To my knowledge, Dixon’s book was the first to really examine the concept and, most importantly, the FACULTIES, of subliminal perception. Many diagrams in his book give names to a large number of subconscious and conscious faculties which are involved in the processes of subliminal-to-conscious perception.
As he stated, "the hypothesis that stimuli which are too weak or brief to enter conscious experience may, nevertheless, affect a person’s NERVOUS SYSTEM (emphasis added) and therefore influence aspects of his behavior" by being processed through a number of information transfer entities.

Here I will direct your attention back to the content of Chapter 2, in which affects on a person’s NERVOUS SYSTEM played the seminal role in Kazhinski’s original research, followed on by other early Soviet researchers.

If actual living human beings are considered, there can be little doubt that Dixon’s hypothesis is true. We live in an ocean of stimuli we don’t perceive or recognize -- and our moods, physical and mental activity, and our behavior can very easily be modified or changed temporarily or permanently by those stimuli.

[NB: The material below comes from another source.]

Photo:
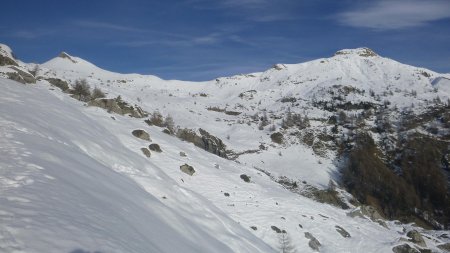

But what was most electrifying to me about Dixon’s book were the many box-and-flow layouts which showed how the human bio-mind PROCESSES INFORMATION of all kinds -- for example, from input of subliminal stimuli to output of cognitive awareness. I’ll not dwell on those processes here because some of them will be illustrated later on in this book.

The concepts in both of the books briefly reviewed above were to play significant roles in the years ahead -- even though at the time I didn’t at all conceive of years ahead.
I thought my participation in Cleve’s lab would be over when he got tired of me -- and then I could concentrate on my art and efforts to become a writer.